West Vancouver accepts Regional Growth Strategy
When West Vancouver accepted the new Metro Vancouver Regional Growth Strategy on Monday night, staff said the municipality will still have full control over its forested mountainside. But some residents say we can wave goodbye to Vancouver’s famous backdrop.
With the exception of councillors Michael Lewis and Bill Soprovich, council voted to support the RGS with two requests — that the Metro board place West Van’s old-growth conservancy in the conservation/recreation designation and that a special study be done on all 4,500 acres above Hollyburn Mountain’s 1,200 foot mark.
While the amendments are nice, they are too little too late, said Vancouverite Elizabeth Murphy, who has studied the RGS for the past year and a half and has written on the issue in various Lower Mainland newspapers.
“[Council’s decision] puts the whole area in jeopardy,” she said.
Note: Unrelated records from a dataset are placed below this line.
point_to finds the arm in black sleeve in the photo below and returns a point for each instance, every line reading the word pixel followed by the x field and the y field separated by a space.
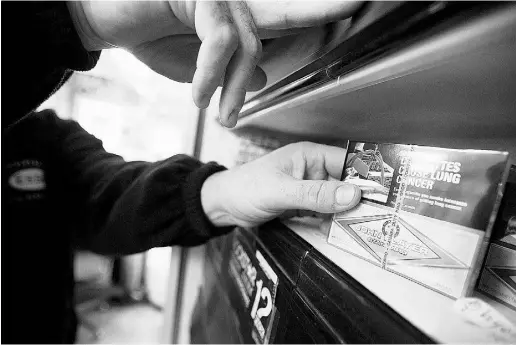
pixel 130 207
pixel 41 49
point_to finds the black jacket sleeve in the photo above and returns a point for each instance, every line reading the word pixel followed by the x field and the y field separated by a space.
pixel 40 50
pixel 129 207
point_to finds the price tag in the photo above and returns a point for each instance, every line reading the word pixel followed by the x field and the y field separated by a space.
pixel 481 314
pixel 257 283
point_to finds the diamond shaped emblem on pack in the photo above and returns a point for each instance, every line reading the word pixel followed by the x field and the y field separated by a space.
pixel 409 246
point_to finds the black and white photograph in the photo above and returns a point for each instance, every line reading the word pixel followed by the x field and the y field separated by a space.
pixel 258 172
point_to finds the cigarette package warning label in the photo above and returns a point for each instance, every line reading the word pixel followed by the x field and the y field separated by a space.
pixel 426 213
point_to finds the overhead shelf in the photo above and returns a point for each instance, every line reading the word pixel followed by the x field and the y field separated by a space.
pixel 455 88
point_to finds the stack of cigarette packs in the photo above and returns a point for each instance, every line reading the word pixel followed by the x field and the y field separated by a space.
pixel 498 277
pixel 426 213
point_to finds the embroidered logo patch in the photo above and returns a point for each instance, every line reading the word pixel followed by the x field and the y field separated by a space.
pixel 30 179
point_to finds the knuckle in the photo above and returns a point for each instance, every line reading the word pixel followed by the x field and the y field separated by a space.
pixel 227 37
pixel 317 195
pixel 253 47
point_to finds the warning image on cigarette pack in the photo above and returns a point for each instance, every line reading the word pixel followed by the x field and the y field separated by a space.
pixel 367 168
pixel 425 211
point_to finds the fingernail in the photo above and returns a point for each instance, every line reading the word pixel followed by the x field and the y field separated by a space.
pixel 204 101
pixel 233 117
pixel 347 194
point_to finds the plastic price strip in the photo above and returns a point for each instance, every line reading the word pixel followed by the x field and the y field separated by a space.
pixel 257 283
pixel 482 315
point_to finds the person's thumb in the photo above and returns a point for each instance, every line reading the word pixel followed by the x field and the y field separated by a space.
pixel 323 196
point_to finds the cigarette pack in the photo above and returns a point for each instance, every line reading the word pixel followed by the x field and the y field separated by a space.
pixel 426 213
pixel 498 277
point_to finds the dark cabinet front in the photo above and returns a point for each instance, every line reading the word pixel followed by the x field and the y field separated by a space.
pixel 314 301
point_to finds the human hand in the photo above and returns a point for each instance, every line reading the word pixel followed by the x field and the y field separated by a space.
pixel 208 43
pixel 301 176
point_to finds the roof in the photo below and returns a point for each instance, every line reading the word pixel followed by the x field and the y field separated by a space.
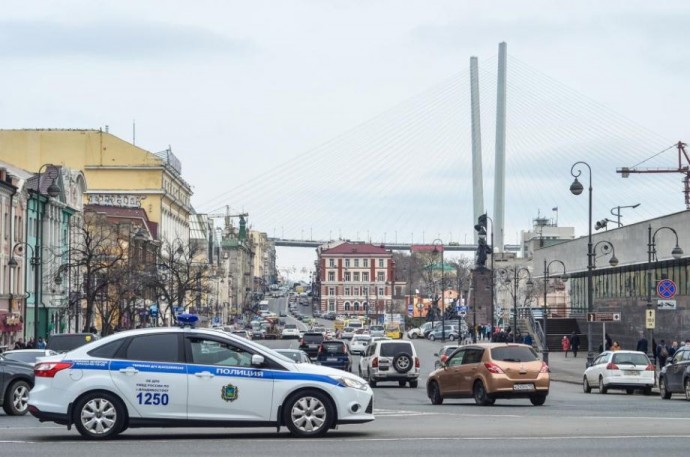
pixel 356 249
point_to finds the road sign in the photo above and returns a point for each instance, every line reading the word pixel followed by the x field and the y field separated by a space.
pixel 666 289
pixel 650 319
pixel 603 317
pixel 666 304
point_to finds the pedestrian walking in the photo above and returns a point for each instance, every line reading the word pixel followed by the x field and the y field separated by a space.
pixel 565 345
pixel 642 344
pixel 574 343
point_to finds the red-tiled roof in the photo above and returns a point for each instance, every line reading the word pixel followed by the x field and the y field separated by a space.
pixel 356 249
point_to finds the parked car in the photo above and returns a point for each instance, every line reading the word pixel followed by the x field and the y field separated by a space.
pixel 488 371
pixel 347 333
pixel 675 376
pixel 27 355
pixel 65 342
pixel 16 380
pixel 290 331
pixel 310 343
pixel 625 370
pixel 359 343
pixel 334 354
pixel 295 355
pixel 390 360
pixel 443 354
pixel 418 332
pixel 377 330
pixel 154 376
pixel 449 331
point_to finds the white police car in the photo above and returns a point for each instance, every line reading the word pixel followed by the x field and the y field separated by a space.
pixel 185 377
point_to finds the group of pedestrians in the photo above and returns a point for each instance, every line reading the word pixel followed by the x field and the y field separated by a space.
pixel 31 344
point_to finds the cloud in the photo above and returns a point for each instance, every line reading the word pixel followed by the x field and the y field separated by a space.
pixel 113 40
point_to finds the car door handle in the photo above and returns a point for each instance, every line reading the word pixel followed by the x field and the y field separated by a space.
pixel 129 370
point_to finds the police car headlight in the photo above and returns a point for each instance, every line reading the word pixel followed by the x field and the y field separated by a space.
pixel 350 382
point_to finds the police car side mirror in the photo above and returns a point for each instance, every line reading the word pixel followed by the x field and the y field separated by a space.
pixel 257 360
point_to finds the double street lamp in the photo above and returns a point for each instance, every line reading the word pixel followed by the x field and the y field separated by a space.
pixel 52 191
pixel 676 253
pixel 564 277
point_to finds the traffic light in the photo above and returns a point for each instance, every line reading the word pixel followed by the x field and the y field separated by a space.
pixel 481 225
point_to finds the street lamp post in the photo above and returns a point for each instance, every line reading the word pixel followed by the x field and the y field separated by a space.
pixel 676 252
pixel 576 188
pixel 564 276
pixel 437 242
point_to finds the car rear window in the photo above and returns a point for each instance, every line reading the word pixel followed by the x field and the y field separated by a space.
pixel 66 342
pixel 333 348
pixel 513 354
pixel 313 338
pixel 393 349
pixel 630 359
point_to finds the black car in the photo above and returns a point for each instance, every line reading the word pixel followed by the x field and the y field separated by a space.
pixel 310 343
pixel 17 379
pixel 675 376
pixel 335 354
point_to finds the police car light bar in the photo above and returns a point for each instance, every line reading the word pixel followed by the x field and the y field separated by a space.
pixel 187 320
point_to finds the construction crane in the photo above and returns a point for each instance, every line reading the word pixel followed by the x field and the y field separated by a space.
pixel 684 169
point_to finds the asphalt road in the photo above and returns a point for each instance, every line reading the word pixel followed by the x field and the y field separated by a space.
pixel 571 423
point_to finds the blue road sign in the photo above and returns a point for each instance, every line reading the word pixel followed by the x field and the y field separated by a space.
pixel 666 288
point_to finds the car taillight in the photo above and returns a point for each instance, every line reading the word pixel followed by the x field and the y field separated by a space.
pixel 50 369
pixel 493 368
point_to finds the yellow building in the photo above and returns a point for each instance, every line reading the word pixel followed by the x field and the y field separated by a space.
pixel 119 173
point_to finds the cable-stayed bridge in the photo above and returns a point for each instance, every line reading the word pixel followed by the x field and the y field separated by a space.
pixel 408 170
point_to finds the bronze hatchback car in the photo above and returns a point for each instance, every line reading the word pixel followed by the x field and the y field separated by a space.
pixel 489 371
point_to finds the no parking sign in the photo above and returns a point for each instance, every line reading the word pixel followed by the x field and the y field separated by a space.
pixel 666 289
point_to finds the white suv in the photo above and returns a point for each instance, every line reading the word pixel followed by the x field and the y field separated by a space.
pixel 390 360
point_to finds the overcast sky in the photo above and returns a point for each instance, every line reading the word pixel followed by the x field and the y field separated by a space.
pixel 238 87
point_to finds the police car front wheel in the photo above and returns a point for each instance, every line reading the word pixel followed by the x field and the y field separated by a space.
pixel 99 415
pixel 309 414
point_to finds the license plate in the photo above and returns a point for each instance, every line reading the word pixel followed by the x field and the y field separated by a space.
pixel 527 387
The new RGS, which provides guidance for coordinated regional decision-making, re-titles 1,700 acres of privately-owned undeveloped Upper Lands from limited use and recreation to general urban. It also changes approximately 2,800 acres of municipal land under consideration for green zone title to conservation/recreation.
This goes against the district’s Official Community Plan, Murphy said. It also means that eventually the district’s policies will have to fall in line with the regional strategy, she added.
“Even with the changes that [West Van is] suggesting they don’t address any of those concerns,” Murphy said, adding the request to extend the study area goes against the strategy’s legal policies.
The general urban title doesn’t mean the mountainside is game to construction, Sokol told council. If anything, the designation gives the district the authority to determine the appropriate use of these lands based on local policy, he said.
If the land was pegged for less intensive uses — such as green zones — and the district wanted to use it differently, the needed RGS amendment would require a regional public hearing and a two-thirds vote from the Metro Vancouver Board.
“With the designations that are shown in the growth strategy we have ultimate control,” Sokol said, noting all proposed developments must still go through the district.
The district may need to examine its 1,200 foot urban containment line, Coun. Trish Panz said. Leaving some flexibility in the future use of the Upper Lands could potentially save green space, she noted.
By placing the whole area in a special study, the municipality will put such questions on the table, something that’s overdue, Panz said.
West Van should have rejected the RGS and opted out of the entire plan, Coun. Soprovich said.
“I don’t think we should put the destiny of our lands in anybody else’s hands,” he told council.
Lower Mainland municipalities have until March 22 to accept the RGS. West Van requested Metro Vancouver rectify its proposed amendments by July 20.